The adoption of commercial and research-grade accelerometers has resulted in an abundance of continuously collected data. This study provides an overview of the wide range of studies using accelerometer-based methods in patients at high risk of SCD and ICD carriers, and proposes future directions for research. In conclusion, there may be value of accelerometry as a tool for improving follow-up care for ICD patients; however, the mechanisms behind and potential causal relations between low and decreasing PA and clinical deterioration warrant further research.

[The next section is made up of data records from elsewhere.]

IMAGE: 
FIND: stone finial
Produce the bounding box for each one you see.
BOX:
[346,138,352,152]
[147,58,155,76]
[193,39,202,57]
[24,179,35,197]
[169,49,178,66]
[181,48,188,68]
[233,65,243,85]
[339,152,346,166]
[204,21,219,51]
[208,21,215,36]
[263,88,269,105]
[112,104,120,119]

Future prospective research and long-term collection of wearable accelerometry data are required to gain better understanding of the clinical utility and predictive value of PB in an ICD or high-risk SCD population.

Funding Sources

We thank the European Union funding program for research and innovation for the Horizon 2020 (grant number: Eurostars project E!113994- SafeHeart).

Disclosures

The authors (Tan, Knops, Andersen, Svendsen, Tjong, and Langford) have received funding for the SafeHeart study through the EUROSTARS PROJECT E!113994 Horizon 2020 grant. The funding source has no involvement in study design; collection, analysis, and interpretation of data; or writing or publishing of the study. Andersen is co-founder of Vital Beats and has stock ownership. Andersen is co-author of a pending patent application that is within the field of this study. Langford is an employee and shareholder of Activinsights Ltd, the manufacturers of the behavioral assessment wearable used in the study. FT received consulting honoraria from Boston Scientific and Abbott. Authors Frodi, Kolk, and Diederichsen have no conflicts to disclose.

Authorship

All authors attest they meet the current ICMJE criteria for authorship.